12/11/2019

_Non projet



Rares sont les spécialistes d'art brut qui ne font aucune référence à Jean Dubuffet, que ce soit pour s'en réclamer ou pour prendre leurs distances vis-à-vis de sa conception de l'art brut.

L'expression d'art brut qu'il a inventée serait d'ailleurs malheureuse, disent certains... Pourtant : si cette expression avait été dépourvue de toute efficacité sémantique nous l'aurions oubliée depuis belle lurette (celle d'"outsider art", nettement plus éloquente et acceptable, est un bien meilleur cheval). Mais il faut croire que Jean Dubuffet n'a pas fait que découvrir et nommer ce qu'on aurait pu découvrir et nommer comme on le voulait, sans qu'il précède toujours ce "on".

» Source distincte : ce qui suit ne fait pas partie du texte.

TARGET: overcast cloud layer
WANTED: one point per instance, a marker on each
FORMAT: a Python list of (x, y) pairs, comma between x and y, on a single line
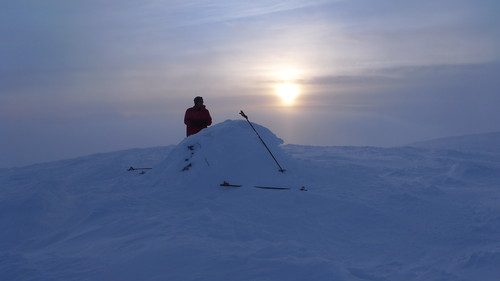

"L’ART QUI NE CONNAIT PAS SON NOM 
Une chanson que braille une fille en brossant l’escalier me bouleverse plus qu’une savante cantate. Chacun son goût. J’aime le peu. J’aime aussi l’embryonnaire, le mal façonné, l’imparfait, le mêlé. J’aime mieux les diamants bruts, dans leur gangue. Et avec crapauds !" 
DUBUFFET Jean, « Note pour les fins lettrés » (1945), Prospectus et tous écrits suivants, Gallimard, t. I, p. 88

L'art brut n'était pas encore qualifié de brut lorsque cette note fut rédigée. Le propre des œuvres d'art brut c'est d'ailleurs de commencer à exister sans s'appeler "œuvres d'art". Au commencement, elles existent dans un monde qui considère qu'elles ne méritent pas d'être appelées ainsi, pour mille raisons toutes plus mauvaises les unes que les autres - raisons que Jean Dubuffet avait dites "culturelles". 




Jean Dubuffet donne à ces œuvres d'art le nom de "diamants" au cas où l'art qu'il recherche serait comme les diamants, pour les yeux gourmands de ce qui brille. Mais plutôt que de les acheter chez un joaillier, il préfèrerait alors les trouver lui-même : ils sont donc "bruts", et les voici même dans leur "gangue", mêlé à qu'ils ne sont pas vraiment. La gangue, c'est la matière rocheuse qui entoure la pierre précieuse, tout ce magma dans lequel elle s'est formée ; elle nuit à sa reconnaissance, n'a aucune valeur économique et pèse son poids. C'est ce dont il faut débarrasser l'œuvre d'art pour qu'elle soit appréciée comme une telle, du point de vue de la Culture, comme le diamant sur la balance du joaillier. Voilà qui est clair.

La métaphore est donc lisible, et déjà joliment filée ; quel besoin Jean Dubuffet avait-il d'en rajouter un couche, avec ces "crapauds" ? On peut penser bien sûr que l'image de la gangue était trop pusillanime pour atteindre sa cible : le cœur faussement mal accroché des milieux présumés cultivés, que Dubuffet avait dans le collimateur. Celle des crapauds mal aimés le fait mieux.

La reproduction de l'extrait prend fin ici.